Однажды, возвратясь на свое место, я увидел его лицо за дверью; взглянув на меня, он возмущенно задернул занавеску. Не спеша я пересек улицу. Перед магазином я остановился. Осмотрел витрину. Конечно, мне сразу же бросился в глаза мой старый «тиссофлекс». Так вот где он теперь! И — надо же! — триста девяносто пять франков. Я вошел в магазин, отдернул занавеску. Господин Морон стоял у кассы. Он был один. Я заметил, что он слегка побледнел. У него и вправду были лягушачьи глаза.
— Что вам угодно? — Его голос дрожал. Я притворился, будто вижу его впервые.
— Я хочу купить свой «тиссофлекс», — сказал я спокойно, указав кивком головы на витрину.
Выпучив свои глазки, он неуверенно обошел прилавок.
— Вот, вот, — сказал я.
Он взял аппарат с витрины.
— Ладно, — сказал я, — значит, триста девяносто пять. — Я положил деньги, взял аппарат и вышел из магазина. От такого человека, как он, можно было вполне ожидать какой-нибудь грубой выходки. Поэтому я ушел, чтобы больше не возвращаться и не вспоминать о нем. Кстати, это было в день моего отъезда из Невшателя.

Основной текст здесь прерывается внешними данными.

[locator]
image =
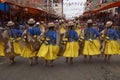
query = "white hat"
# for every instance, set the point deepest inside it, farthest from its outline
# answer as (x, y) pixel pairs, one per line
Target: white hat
(51, 24)
(90, 21)
(71, 23)
(109, 23)
(31, 21)
(10, 23)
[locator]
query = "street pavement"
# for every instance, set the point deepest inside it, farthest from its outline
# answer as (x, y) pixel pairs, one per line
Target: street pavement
(97, 69)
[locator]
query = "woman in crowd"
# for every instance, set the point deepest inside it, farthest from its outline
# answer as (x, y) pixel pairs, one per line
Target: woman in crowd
(30, 38)
(49, 50)
(111, 44)
(72, 46)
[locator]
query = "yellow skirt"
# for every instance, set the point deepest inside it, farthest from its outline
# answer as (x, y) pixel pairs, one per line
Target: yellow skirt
(72, 49)
(2, 53)
(17, 47)
(48, 52)
(111, 48)
(91, 48)
(27, 52)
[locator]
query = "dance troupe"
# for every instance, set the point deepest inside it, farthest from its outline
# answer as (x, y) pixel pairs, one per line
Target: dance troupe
(48, 42)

Я не предполагал тогда, что скоро мне снова придется услышать о нем, об этом господине Мороне. Я услышал о нем в Трамлане, к моему немалому удивлению, от моего друга Альберта. В Трамлан, этот небольшой, довольно грязный городок за Шасралем, известный своим часовым заводом, я пришел пешком. Уже смеркалось и было прохладно, когда я вошел в город; я устал нести чемодан и был голоден, я шел в свете уличных фонарей и никак не мог найти гостиницы, поэтому я зашел в первую попавшуюся харчевню. Зал был полупустой. Я поставил чемодан под вешалку, повесил куртку, и когда примерно через полчаса я начал хлебать мой суп, оба мои соседа по столу пожелали мне приятного аппетита. Как и я, они были швейцарские немцы, родом из Восточной Швейцарии. Мы заговорили о здоровом, как я слыхал, чистом от пыли воздухе Трамланского района, и, когда я откинулся на спинку стула, чтобы отхлебнуть пива, мой взгляд упал на перегородку из матового стекла, отделяющую зал от комнаты хозяев; если встать, то можно было, наверно, заглянуть из этой комнаты в зал. Над перегородкой маячило чье-то лицо. Глаза как у куницы.